What are you doing tonight? I’m going to be heading to Palms Place in Vegas and then I’ll be heading to Cathouse.

Were there any celebrities that excited you when they came into your restaurants? There are so many people who pop into my head — and I’m really cautious about name-dropping — but one of the many is Richard Branson. He came in and got dinner at one of my restaurants this one time, that was pretty exciting for me. This guy has accomplished so much in his life. He’s an explorer; an adventurer, a humanitarian, and a really unique man. I spoke to him for a few minutes. He was very busy working on one of his new flights that had just started, but it was just fascinating to watch him. He remained so relaxed, and interacted with everyone around him.

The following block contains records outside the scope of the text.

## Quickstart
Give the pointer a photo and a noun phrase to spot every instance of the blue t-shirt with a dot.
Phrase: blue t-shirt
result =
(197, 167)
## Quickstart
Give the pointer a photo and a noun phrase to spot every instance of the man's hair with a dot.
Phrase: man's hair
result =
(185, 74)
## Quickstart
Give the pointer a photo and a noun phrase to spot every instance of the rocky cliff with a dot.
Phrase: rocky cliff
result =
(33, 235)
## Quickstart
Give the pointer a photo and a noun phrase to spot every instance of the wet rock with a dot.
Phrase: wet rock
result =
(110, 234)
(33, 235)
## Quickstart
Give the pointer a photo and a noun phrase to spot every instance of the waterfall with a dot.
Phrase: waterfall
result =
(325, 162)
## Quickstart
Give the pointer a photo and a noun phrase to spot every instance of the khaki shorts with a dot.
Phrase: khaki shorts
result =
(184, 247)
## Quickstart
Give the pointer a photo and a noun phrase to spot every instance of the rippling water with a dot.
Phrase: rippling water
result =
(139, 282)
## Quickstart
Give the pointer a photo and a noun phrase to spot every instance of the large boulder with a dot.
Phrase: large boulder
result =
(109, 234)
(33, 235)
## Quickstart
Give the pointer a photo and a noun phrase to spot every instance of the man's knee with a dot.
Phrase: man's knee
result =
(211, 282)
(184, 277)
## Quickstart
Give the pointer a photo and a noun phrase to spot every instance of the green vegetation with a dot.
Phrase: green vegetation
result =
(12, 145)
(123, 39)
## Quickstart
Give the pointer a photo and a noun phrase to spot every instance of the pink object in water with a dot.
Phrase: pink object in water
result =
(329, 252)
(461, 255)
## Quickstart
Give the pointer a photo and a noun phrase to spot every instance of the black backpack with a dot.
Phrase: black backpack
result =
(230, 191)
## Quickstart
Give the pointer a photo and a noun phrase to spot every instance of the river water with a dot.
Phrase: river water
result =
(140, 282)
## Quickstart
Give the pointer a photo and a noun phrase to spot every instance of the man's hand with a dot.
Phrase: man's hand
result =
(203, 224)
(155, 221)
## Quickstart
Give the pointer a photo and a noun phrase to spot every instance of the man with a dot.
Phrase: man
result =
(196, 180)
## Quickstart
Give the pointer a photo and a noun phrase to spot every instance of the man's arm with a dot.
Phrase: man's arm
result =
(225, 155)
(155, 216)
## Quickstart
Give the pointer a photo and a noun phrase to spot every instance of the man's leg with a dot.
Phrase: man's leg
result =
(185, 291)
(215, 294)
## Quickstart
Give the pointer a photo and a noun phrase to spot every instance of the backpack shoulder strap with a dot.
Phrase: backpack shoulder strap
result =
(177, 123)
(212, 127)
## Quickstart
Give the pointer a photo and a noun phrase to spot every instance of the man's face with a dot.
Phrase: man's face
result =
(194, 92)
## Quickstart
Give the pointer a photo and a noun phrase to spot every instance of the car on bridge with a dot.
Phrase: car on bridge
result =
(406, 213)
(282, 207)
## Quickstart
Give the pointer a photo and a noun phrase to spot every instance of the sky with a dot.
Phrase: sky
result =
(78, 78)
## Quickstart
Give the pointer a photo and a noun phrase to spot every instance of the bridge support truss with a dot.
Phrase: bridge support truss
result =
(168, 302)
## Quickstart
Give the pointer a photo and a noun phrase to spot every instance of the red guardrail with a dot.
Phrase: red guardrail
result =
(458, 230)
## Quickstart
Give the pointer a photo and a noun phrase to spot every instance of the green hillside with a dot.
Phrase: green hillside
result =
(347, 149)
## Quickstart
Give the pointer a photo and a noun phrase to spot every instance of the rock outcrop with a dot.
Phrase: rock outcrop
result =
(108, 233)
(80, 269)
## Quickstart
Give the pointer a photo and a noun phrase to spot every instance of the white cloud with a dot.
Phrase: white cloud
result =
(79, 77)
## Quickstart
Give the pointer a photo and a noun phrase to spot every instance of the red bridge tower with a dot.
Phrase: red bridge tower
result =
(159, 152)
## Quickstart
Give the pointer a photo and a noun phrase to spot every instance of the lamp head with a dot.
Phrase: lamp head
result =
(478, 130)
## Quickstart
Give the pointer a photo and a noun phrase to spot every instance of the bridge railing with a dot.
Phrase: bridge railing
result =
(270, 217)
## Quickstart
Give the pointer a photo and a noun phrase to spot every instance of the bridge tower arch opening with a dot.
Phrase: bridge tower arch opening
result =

Mentors? Jean-George Vongerichten is one of my mentors. I traveled the world for him; I went to London, Hong Kong. He had 2 restaurants when I started working with him, and I helped him open 14, then went my own way when I got an opportunity to open my own place. Another one is Andre Soltner (master chef and dean of classic studies at the French Culinary Institute). He used to have Lutece in New York City. I worked for him before I went to cooking school, when I filled in for someone else for three months. It was the first time I wore a chef’s jacket and chef’s pants. It kind of changed my life. Mario Batali’s also one of my icons, but more because he was a friend of mine. I look up to him because of what he’s accomplished. He’s taken what he does well and he’s taken it to the people. He’s a real person reaching out, and trying to show everyone what real food is.